Embryonic Stem Cells
As previously mentioned, ESCs display unlimited capacity to proliferate and can differentiate
into any tissue type. This aspect makes them attractive for cellular therapy but highly
controversial since they need to be isolated from embryos. Many studies have observed
exciting results using animal ESCs to derive otic sensory cells ([Fig. 3]). A study developed a protocol to guide differentiation of mouse ESCs to otic sensory
neurons (OSNs) using bone morphogenetic protein (BMP) signaling and transforming growth
factor-β (TGF-β) signaling inhibition. The study successfully derived a population
of neurons that expressed neuronal morphology and functional properties of OSNs.[16] Another study also developed a protocol to generate otic sensory cells by treating
human ESCs with various proteins such as human bone morphogenic protein-4 (BMP4),
wingless-related integration site 3a (Wnt3a), fibroblast growth factor-2 (FGF-2),
epidermal growth factor (EGF), and mitogenic factors. The induced cell population
was functionally and phenotypically similar to spiral ganglion cells.[17]

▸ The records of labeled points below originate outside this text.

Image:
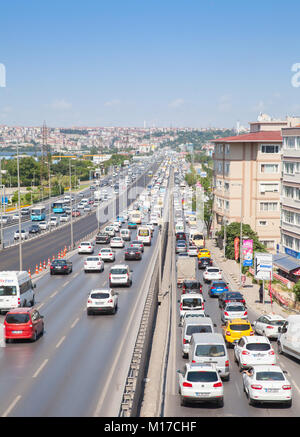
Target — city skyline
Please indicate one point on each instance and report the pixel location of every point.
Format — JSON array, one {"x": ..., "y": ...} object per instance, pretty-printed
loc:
[{"x": 163, "y": 65}]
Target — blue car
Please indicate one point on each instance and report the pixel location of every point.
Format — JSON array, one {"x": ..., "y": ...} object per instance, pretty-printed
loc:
[{"x": 217, "y": 287}]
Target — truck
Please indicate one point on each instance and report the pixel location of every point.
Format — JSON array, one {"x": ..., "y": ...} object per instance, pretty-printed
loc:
[{"x": 186, "y": 269}]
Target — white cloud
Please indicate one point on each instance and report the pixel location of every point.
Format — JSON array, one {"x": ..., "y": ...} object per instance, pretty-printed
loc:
[
  {"x": 60, "y": 104},
  {"x": 176, "y": 103}
]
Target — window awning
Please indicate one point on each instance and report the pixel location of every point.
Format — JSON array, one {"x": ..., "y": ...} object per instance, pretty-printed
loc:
[{"x": 286, "y": 262}]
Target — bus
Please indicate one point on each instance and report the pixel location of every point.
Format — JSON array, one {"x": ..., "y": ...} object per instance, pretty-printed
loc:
[
  {"x": 38, "y": 213},
  {"x": 136, "y": 217},
  {"x": 144, "y": 235},
  {"x": 58, "y": 207}
]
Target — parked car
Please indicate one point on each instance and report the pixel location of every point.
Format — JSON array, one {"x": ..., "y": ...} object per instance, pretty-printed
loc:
[
  {"x": 253, "y": 350},
  {"x": 267, "y": 384},
  {"x": 93, "y": 263},
  {"x": 268, "y": 324},
  {"x": 61, "y": 266},
  {"x": 102, "y": 301},
  {"x": 212, "y": 274},
  {"x": 23, "y": 323},
  {"x": 200, "y": 383},
  {"x": 132, "y": 253}
]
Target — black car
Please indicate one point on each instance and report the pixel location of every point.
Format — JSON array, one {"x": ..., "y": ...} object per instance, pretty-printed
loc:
[
  {"x": 204, "y": 262},
  {"x": 231, "y": 296},
  {"x": 34, "y": 229},
  {"x": 102, "y": 239},
  {"x": 191, "y": 286},
  {"x": 61, "y": 266},
  {"x": 133, "y": 253}
]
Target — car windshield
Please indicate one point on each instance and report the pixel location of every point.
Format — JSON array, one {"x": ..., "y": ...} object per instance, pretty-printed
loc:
[
  {"x": 192, "y": 302},
  {"x": 195, "y": 329},
  {"x": 17, "y": 318},
  {"x": 100, "y": 295},
  {"x": 240, "y": 327},
  {"x": 8, "y": 290},
  {"x": 269, "y": 376},
  {"x": 208, "y": 350},
  {"x": 202, "y": 376},
  {"x": 118, "y": 271},
  {"x": 260, "y": 347}
]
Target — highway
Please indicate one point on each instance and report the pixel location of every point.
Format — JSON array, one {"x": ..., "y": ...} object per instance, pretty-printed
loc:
[{"x": 79, "y": 366}]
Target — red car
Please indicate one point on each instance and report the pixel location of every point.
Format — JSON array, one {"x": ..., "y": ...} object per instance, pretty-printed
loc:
[{"x": 23, "y": 323}]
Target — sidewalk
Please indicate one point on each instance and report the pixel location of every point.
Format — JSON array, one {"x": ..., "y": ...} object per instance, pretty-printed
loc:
[{"x": 231, "y": 273}]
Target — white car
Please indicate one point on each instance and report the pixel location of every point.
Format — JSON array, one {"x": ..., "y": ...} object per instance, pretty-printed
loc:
[
  {"x": 233, "y": 310},
  {"x": 120, "y": 274},
  {"x": 212, "y": 274},
  {"x": 86, "y": 247},
  {"x": 93, "y": 263},
  {"x": 100, "y": 301},
  {"x": 193, "y": 251},
  {"x": 200, "y": 383},
  {"x": 117, "y": 242},
  {"x": 268, "y": 325},
  {"x": 24, "y": 234},
  {"x": 267, "y": 384},
  {"x": 107, "y": 254},
  {"x": 43, "y": 225},
  {"x": 253, "y": 350}
]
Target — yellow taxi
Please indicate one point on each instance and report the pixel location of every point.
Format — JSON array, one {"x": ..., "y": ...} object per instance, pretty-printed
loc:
[
  {"x": 204, "y": 253},
  {"x": 235, "y": 329}
]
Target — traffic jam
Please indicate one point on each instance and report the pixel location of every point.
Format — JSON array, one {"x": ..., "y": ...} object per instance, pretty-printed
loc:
[
  {"x": 126, "y": 236},
  {"x": 212, "y": 345}
]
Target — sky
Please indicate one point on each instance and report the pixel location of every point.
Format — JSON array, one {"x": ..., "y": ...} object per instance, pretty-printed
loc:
[{"x": 161, "y": 63}]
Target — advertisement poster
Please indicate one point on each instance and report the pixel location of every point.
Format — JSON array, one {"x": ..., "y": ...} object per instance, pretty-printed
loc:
[{"x": 247, "y": 252}]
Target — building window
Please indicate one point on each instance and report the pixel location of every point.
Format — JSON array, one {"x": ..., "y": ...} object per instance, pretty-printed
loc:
[
  {"x": 269, "y": 148},
  {"x": 269, "y": 244},
  {"x": 269, "y": 168},
  {"x": 269, "y": 188},
  {"x": 268, "y": 206}
]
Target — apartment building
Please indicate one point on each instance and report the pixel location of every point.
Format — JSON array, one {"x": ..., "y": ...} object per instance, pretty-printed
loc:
[
  {"x": 290, "y": 192},
  {"x": 247, "y": 176}
]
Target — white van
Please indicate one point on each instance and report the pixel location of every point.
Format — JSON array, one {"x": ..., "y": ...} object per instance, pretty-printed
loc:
[
  {"x": 125, "y": 234},
  {"x": 144, "y": 235},
  {"x": 16, "y": 290},
  {"x": 289, "y": 337},
  {"x": 194, "y": 325},
  {"x": 210, "y": 348}
]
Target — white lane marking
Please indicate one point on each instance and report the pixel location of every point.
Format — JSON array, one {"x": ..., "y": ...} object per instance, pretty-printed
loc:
[
  {"x": 12, "y": 405},
  {"x": 60, "y": 341},
  {"x": 75, "y": 322},
  {"x": 40, "y": 368}
]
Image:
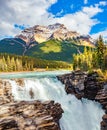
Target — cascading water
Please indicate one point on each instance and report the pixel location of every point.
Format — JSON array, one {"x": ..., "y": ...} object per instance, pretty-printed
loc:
[{"x": 78, "y": 115}]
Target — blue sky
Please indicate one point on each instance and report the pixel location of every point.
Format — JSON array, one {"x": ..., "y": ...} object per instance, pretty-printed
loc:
[{"x": 83, "y": 16}]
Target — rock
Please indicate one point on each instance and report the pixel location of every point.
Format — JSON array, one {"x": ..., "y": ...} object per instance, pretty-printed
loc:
[
  {"x": 90, "y": 86},
  {"x": 74, "y": 83},
  {"x": 20, "y": 82},
  {"x": 5, "y": 92},
  {"x": 30, "y": 116}
]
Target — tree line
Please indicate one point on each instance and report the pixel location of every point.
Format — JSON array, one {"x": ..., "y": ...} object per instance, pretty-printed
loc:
[
  {"x": 10, "y": 62},
  {"x": 92, "y": 58}
]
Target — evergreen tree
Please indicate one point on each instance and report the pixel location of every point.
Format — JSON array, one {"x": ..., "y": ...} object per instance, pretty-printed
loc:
[{"x": 100, "y": 51}]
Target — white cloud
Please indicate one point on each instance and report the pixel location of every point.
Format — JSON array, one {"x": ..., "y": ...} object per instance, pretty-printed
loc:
[
  {"x": 32, "y": 12},
  {"x": 85, "y": 1},
  {"x": 103, "y": 33}
]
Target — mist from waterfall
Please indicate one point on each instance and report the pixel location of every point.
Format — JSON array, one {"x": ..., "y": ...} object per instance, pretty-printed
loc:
[{"x": 78, "y": 114}]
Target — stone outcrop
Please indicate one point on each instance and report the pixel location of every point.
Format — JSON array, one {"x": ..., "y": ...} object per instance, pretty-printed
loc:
[
  {"x": 26, "y": 115},
  {"x": 58, "y": 31},
  {"x": 30, "y": 116},
  {"x": 5, "y": 92},
  {"x": 90, "y": 86}
]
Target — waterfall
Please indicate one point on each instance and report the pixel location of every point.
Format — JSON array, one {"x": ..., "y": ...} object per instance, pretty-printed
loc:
[{"x": 78, "y": 114}]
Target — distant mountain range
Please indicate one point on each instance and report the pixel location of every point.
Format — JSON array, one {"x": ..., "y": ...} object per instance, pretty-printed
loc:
[{"x": 53, "y": 42}]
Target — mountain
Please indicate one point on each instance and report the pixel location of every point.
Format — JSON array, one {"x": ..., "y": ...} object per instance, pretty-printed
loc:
[
  {"x": 53, "y": 42},
  {"x": 57, "y": 31}
]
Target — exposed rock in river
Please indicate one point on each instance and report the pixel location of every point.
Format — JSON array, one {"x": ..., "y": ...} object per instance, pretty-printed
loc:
[{"x": 88, "y": 86}]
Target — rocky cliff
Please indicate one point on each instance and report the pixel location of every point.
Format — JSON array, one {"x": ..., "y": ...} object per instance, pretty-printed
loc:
[
  {"x": 57, "y": 31},
  {"x": 90, "y": 86},
  {"x": 27, "y": 115}
]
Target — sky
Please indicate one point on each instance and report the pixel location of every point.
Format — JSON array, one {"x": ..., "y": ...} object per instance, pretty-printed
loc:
[{"x": 87, "y": 17}]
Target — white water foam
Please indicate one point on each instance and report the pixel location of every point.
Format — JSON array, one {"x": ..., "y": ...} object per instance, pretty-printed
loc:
[{"x": 78, "y": 115}]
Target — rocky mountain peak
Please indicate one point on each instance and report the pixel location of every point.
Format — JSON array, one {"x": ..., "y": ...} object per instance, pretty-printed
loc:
[{"x": 57, "y": 31}]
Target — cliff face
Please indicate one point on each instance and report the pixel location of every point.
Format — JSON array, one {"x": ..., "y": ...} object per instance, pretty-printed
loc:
[
  {"x": 57, "y": 31},
  {"x": 87, "y": 86},
  {"x": 27, "y": 115}
]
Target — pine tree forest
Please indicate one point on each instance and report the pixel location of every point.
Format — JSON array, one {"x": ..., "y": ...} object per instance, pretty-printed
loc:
[{"x": 92, "y": 58}]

A study generated early primitive ectoderm-like (EPL) cells by culturing mouse ESCs
in a conditioned medium. Subsequently, the ESC-derived EPL cells were induced with
a combination of FGF3, FGF10, EGF, and IGF-I to generate otic progenitor cells. The
induced cells developed stereociliary hair bundle-like structures and contained functional
mechanotransduction channels.[18] Functional recovery of auditory neurons in vivo has only been demonstrated in one
study with ESCs. The successful restoration of inner ear function was observed following
transplantation of human embryonic-derived otic progenitor cells into mice with deafness
induced by Ouabain treatment. In this study, there was a detectable improvement in
the auditory brainstem response (ABR) thresholds of transplanted animals starting
at 4 weeks post transplantation, with the mean auditory threshold improving to 50.46 dB
by 10 weeks post-transplantation. The transplanted mice were observed to have an overall
functional improvement of 46% with some of the animals experiencing near total restoration
of hearing.[19]
Adult-Derived Stem Cells
Adult stem cells do not pose the same ethical issues as seen with ESCs; however, they
lack the same degree of pluripotency because they are more differentiated into a particular
tissue type. MSCs have been used in experiments looking at SNHL due to their low side
effect profile and relatively straightforward mode of isolation. A phase 1 clinical
trial was conducted to evaluate the intravenous administration of human umbilical
cord blood (hUCB) in children with SNHL. The primary objective of the study was to
evaluate the safety and feasibility of cord blood autologous transplants as well as
to determine functional and structural improvements in hearing. Results showed five
of eight subjects experienced a reduction in ABR thresholds after transfusion. The
reduction in ABR threshold was evident throughout a follow-up period of 12 months.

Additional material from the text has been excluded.